Autoresearch: When AI Agents Become Overnight Scientists
Table of Contents
Seven hundred experiments. Two days. Zero human intervention. That’s Andrej Karpathy’s pitch for autoresearch, a 630-line Python script that turns a coding agent into an overnight lab technician, grinding through hypothesis after hypothesis while you sleep1. Shopify’s CEO ran the same pattern against a 20-year-old template engine and walked away with a 53% performance gain2. Hyperspace distributed the loop across 35 agents and watched them independently rediscover RMSNorm3.
The framing is seductive: set the agent loose before bed, wake up to a better model. But the number nobody’s quoting is the one that matters most. Of Karpathy’s 700 experiments, 20 produced genuine improvements. That’s a 2.8% hit rate. The other 97% were dead ends, regressions, or noise. Autoresearch clearly works. The real question is what it actually is, what it can’t do, and whether “overnight scientist” is the right job title or “overnight lab tech” is more honest.
I wanted to pull the loop apart, understand the architecture that makes it safe, and test where the pattern breaks.
Hypothesis
If an autonomous coding agent operating under fixed constraints (single mutable file, immutable evaluator, time-bounded experiments) can produce meaningful optimizations across both ML training and general codebase performance, then the pattern’s effectiveness depends primarily on evaluation infrastructure quality (not agent sophistication) and the improvement ceiling will be bounded by the agent’s inability to redefine success criteria or explore outside its search space.
Setup
Autoresearch’s architecture is deliberately minimal: three files, strict separation of concerns, and a trust boundary that prevents the agent from moving the goalposts.
# Clone the repository
git clone https://github.com/karpathy/autoresearch.git
cd autoresearch
# Dependencies (Python 3.10+, single NVIDIA GPU)
pip install torch # PyTorch
pip install uv # UV package manager
# The three-file architecture:
# prepare.py — IMMUTABLE: data prep, evaluation logic, evaluate_bpb()
# train.py — MUTABLE: the only file the agent can edit
# program.md — HUMAN-WRITTEN: agent behavior instructions
The three files matter. prepare.py is the trust boundary. It contains the evaluation function (evaluate_bpb, validation bits-per-byte) and the data pipeline. The agent is explicitly forbidden from touching it. train.py is the genome, the sole file the agent can modify, containing the model definition, optimizer configuration (Muon + AdamW), and training loop. program.md is the specification: human-written Markdown that defines what the agent should optimize and how it should behave, including the directive to “NEVER STOP” waiting for confirmation4.

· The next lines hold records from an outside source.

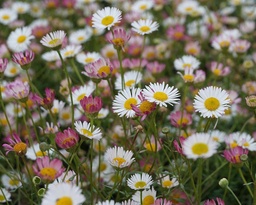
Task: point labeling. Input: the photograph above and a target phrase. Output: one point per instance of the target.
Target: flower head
(124, 100)
(63, 193)
(140, 181)
(144, 26)
(211, 102)
(18, 90)
(100, 68)
(19, 39)
(118, 157)
(15, 144)
(199, 145)
(48, 169)
(53, 39)
(90, 105)
(67, 139)
(161, 94)
(23, 58)
(106, 18)
(87, 130)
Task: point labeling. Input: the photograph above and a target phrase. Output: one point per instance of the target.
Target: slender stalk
(69, 88)
(245, 182)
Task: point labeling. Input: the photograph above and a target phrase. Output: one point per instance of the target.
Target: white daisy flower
(20, 7)
(80, 93)
(123, 101)
(211, 102)
(19, 39)
(7, 16)
(199, 145)
(186, 62)
(217, 136)
(103, 113)
(166, 182)
(53, 39)
(34, 152)
(145, 196)
(241, 139)
(108, 202)
(5, 195)
(11, 180)
(86, 129)
(87, 58)
(12, 69)
(162, 94)
(51, 56)
(142, 5)
(80, 36)
(131, 78)
(144, 26)
(63, 193)
(70, 51)
(106, 18)
(118, 157)
(140, 181)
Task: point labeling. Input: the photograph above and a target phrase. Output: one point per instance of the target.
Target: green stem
(234, 195)
(76, 70)
(69, 87)
(245, 182)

Hardware: Results reported on NVIDIA H100. The 5-minute wall-clock budget means “5 minutes on H100” produces fundamentally different results than “5 minutes on an RTX 4090.” Community forks exist for MacOS, Windows/RTX, and AMD GPUs, but cross-platform comparisons are meaningless5.

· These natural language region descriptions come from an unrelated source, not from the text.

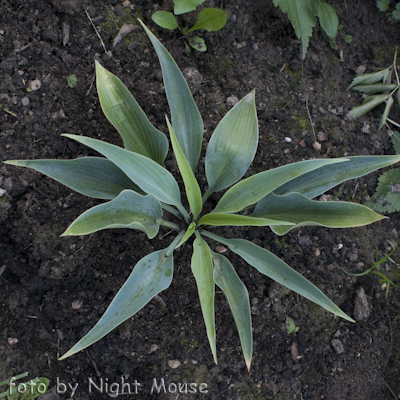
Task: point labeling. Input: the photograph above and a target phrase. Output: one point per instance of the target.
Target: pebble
(174, 364)
(337, 346)
(362, 309)
(77, 304)
(232, 101)
(12, 341)
(35, 85)
(25, 101)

Agent: Karpathy used Claude as the coding agent. He explicitly noted that Codex “doesn’t work” because it ignores the instruction to never stop, revealing that agent obedience is implementation-dependent, not guaranteed1.
Procedure
Step 1: Understand the Agent Loop
The core loop is deceptively simple:
# Pseudocode for the autoresearch agent loop
while True:
context = read("program.md") # What am I optimizing?
hypothesis = agent.propose(context) # What should I try?
modify("train.py", hypothesis) # Edit the training code
result = run_training(timeout=300) # 5-minute wall-clock budget
metric = evaluate_bpb(result) # Fixed evaluator in prepare.py
if metric < best_metric:
git_commit(f"Improvement: {metric}") # Keep the change
best_metric = metric
else:
git_reset() # Discard and try again
Each cycle takes roughly 5 minutes of training plus overhead for agent reasoning and code modification. That yields approximately 12 experiments per hour, or around 100 experiments per sleep cycle. Git-based memory means the agent can review its own commit history to inform future hypotheses.
Step 2: Trace Karpathy’s Results
Over two continuous days, the agent executed 700 experiments6. The results tell two stories.
The success story: 20 genuine optimizations survived the keep/discard filter. These included missing regularization, suboptimal attention window sizing, and suboptimal AdamW parameters. Applied to a larger model (depth-12 to depth-24), the improvements transferred and produced an 11% training speedup.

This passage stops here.